Mistakes made by anyone in the medical field can have serious consequences, but some of the most noticeable and most costly can come at the hands of anesthesiologists. Whether it is an improper use of drugs or a poor intubation, the results are likely to be painful or even deadly.

In order to better help anesthesiologists and those who work with them avoid these mistakes, here is a list of the top three reasons anesthesiologists make mistakes.

  1. Poor communication

Whether it is the doctor not communicating the needs of the patient or the anesthesiologist not communicating issues such as fatigue or uncertainty, when professionals don’t speak to each other, the results can turn ugly.

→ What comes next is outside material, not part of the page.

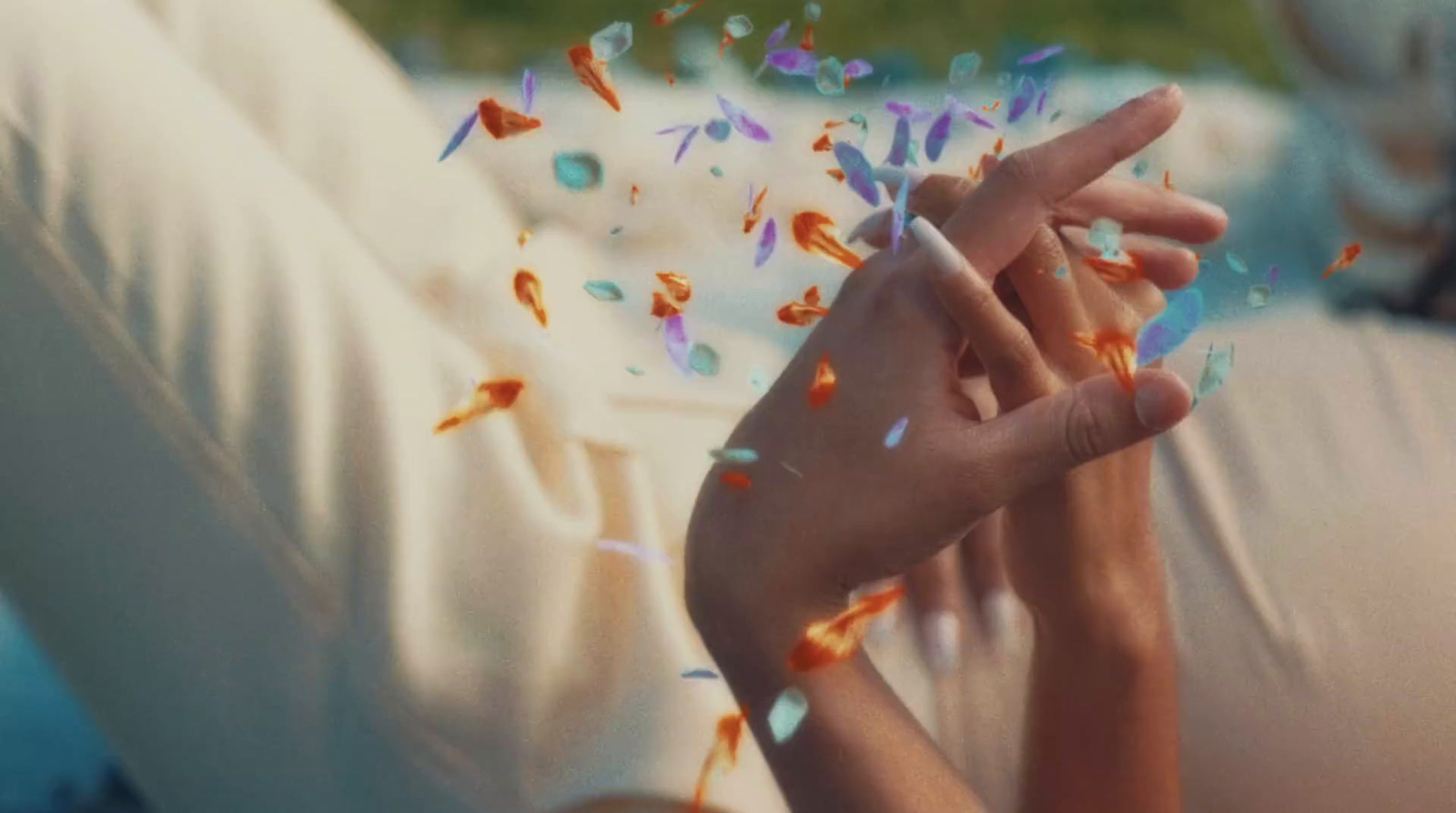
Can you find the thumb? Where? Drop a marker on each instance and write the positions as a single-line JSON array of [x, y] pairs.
[[1052, 436]]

This is also the case when patients feel their thoughts are not welcome in a conversation. Anesthesiologists need to communicate to patients that they should speak up about any concerns they have up to the point they are incapable of doing so. Making this point directly can help avoid making problems worse.

  1. Poor training

Whether it is a lack of training, a lack of general experience, or an unfamiliarity with certain drugs or procedures, an anesthesiologist can make numerous mistakes simply by not knowing precisely what to do.

It is an unfortunate fact that for all the medical training an anesthesiologist goes through, there are still situations where he or she can find themselves out of their depth.

To avoid these problems, make it clear to the anesthesiologist that speaking up about concerns will in no way impact their status in the operating room. Should an anesthesiologist wish to bring in a more experienced colleague—assuming one is available in a timely fashion—that should be encouraged.

All doctors have to learn on the job, but minimizing how much that is done in serious situations will go a long way to minimizing mistakes.

  1. Poor understanding of the case

On the opposite side, sometimes doctors and anesthesiologists can be overly confident, particularly in cases that appear to be straightforward and standard. In such cases, particularly with a heavy caseload, the anesthesiologist may only take the shortest of glances as a medical chart.

Poor communication, as seen in point one, can mean any misapprehensions are never addressed, and then very dire mistakes might be made due to this hurried sloppiness.

Giving doctors the optimal amount of time to get to know the patient is always a desire of every hospital, and often there seems to be little that can be done to address this issue.

However, one step that can be taken is to enforce a certain amount of time spent with the case in order to become acquainted with the specific needs of each patient.

Better chart management, with unique qualities highlighted near the top, would also help.

The issue of medical mistakes is well-known to the medical community. There are the constant fears of medical malpractice suits, as well as the much greater fear of guilt for mistakes that cause lasting damage to innocent patients.

Taking a few small steps to address these three issues can help ensure anesthesiologists are doing their jobs as safely and thoroughly as possible.